En un comunicado, el fiscal Avichai Mandelblit confirmó que tiene la intención de acusar al primer ministro, quien cuenta con el derecho de mantener una audiencia previa para defenderse antes de que se presenten los cargos formalmente.
A pesar de que fue anticipada hace varias semanas, la decisión de Mandelblit, 40 días antes de las elecciones legislativas del 9 de abril, podría cambiar los resultados de la consulta, lo que amenaza el largo reinado de Bibi, quien a los 69 años y 13 en el poder brega por un quinto mandato.
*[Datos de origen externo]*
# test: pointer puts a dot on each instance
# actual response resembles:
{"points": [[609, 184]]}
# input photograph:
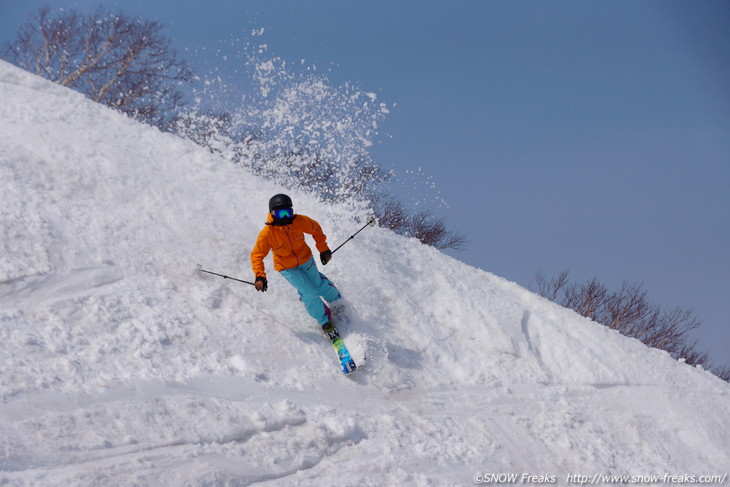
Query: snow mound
{"points": [[123, 365]]}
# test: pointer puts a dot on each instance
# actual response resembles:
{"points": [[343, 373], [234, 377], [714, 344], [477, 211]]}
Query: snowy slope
{"points": [[122, 365]]}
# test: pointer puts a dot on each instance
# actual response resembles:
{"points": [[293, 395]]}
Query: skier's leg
{"points": [[308, 293], [324, 286]]}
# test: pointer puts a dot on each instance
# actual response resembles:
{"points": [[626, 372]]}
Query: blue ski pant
{"points": [[313, 286]]}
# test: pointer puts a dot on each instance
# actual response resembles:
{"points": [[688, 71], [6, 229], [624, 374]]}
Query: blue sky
{"points": [[582, 135]]}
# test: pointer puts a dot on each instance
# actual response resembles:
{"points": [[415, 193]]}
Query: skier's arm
{"points": [[260, 250], [313, 228]]}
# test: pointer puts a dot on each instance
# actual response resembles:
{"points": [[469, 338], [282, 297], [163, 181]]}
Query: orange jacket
{"points": [[287, 242]]}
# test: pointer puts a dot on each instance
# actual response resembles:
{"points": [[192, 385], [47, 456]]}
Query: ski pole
{"points": [[371, 222], [200, 268]]}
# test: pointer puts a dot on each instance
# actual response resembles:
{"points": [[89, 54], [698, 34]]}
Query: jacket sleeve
{"points": [[313, 228], [260, 250]]}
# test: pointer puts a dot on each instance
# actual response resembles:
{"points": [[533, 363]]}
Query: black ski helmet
{"points": [[280, 201]]}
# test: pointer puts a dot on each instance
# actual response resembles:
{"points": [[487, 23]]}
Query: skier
{"points": [[284, 235]]}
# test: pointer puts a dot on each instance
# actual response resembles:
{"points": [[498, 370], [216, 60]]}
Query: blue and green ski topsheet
{"points": [[346, 362]]}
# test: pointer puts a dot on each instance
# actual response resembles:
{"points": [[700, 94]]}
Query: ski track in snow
{"points": [[122, 365]]}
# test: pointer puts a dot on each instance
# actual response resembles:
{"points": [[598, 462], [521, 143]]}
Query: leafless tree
{"points": [[629, 311], [120, 61], [420, 224]]}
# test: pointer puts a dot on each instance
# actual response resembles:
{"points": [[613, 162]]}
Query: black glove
{"points": [[261, 284], [325, 256]]}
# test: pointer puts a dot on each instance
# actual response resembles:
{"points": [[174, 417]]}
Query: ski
{"points": [[346, 362]]}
Mandelblit tiene la intención de acusar a Netanyahu de soborno, fraude y abuso de confianza en el marco del “expediente 4000”, nombre en clave dado por los investigadores y considerado el más grave contra el primer ministro.
Netanyahu es sospechoso de haber intentado obtener una cobertura favorable por parte del sitio de noticias Walla, a cambio de favores del Gobierno que podrían haber generado centenares de millones de dólares a Bezeq, el grupo de telecomunicaciones más grande de Israel.
El fiscal Mandelblit también tiene la intención de acusar a Netanyahu de fraude y abuso de confianza en otros dos casos. El partido de Netanyahu, Likud (derecha conservadora), denunció una “persecución política”.
Netanyahu tildó de “caza de brujas” la posible inculpación por cargos de soborno, fraude y abuso de confianza que se dispone a formular el fiscal general.
“La izquierda [opositora] sabe que no nos puede batir en las urnas, así que en los últimos tres años han llevado a cabo una caza de brujas sin precedentes con un solo objetivo: derribar al gobierno conservador que lidero”, declaró Netanyahu en televisión.